Kurt Vile and The Violators
I know literally everybody was talking about how great Kurt Vile was for a while there when Walking on a Pretty Daze came out, but it's so deserved. He is both the perfect Saturday morning driving music and the perfect "God-please-help-me-get-through-this-week" Tuesday night music. His beautiful flowing locks and appealingly monotone voice have just really got to me. Definitely worth relaxing to after a long day of ruining your liver and sweating in the 99 degree heat.
In the Valley Below
"Peaches" was my song this June. In the Valley Below's first album came out last year and they're already accumulated a following. I have a theory that they're going to be one of the next big "Indie" bands of the next few years. Jeffrey Jacob Mendel and Angela Gail Mattson are killing the game by combining somewhat ethereal melodies with deep and low voices, perfect to bliss out to during your time at ACL fest.
Yet another band that everybody claims to love. But, I saw them when they taped ACL Live at Moody Theater here in Austin and truly remembered why I loved my city and the music it has to offer. If you want a feel good show / the indie version Disciples of Christ style soul music, go see Alabama Shakes. They are fun enough to dance to but also chill enough to lay on a yoga mat and soak in the sun. Check out their older album, Boys and Girls, before heading to the festival.

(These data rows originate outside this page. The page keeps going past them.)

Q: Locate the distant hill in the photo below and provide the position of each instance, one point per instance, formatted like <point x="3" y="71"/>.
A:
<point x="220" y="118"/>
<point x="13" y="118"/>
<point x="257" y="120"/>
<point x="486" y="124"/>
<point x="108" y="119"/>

Another thing to tell you, from one Austinite to another Brooklynite / Californian / Portlanders, remember to drink water and keep your phones charged. The heat will get to you, especially if you're drinking, so as a rule of thumb, finish a bottle of water (or a box or can of water that they sell at the festival) with every drink you have. Remember to fuel up on local Amy's Ice Cream, Mighty Cones and Juiceland to keep up your strength for three days of debauchery.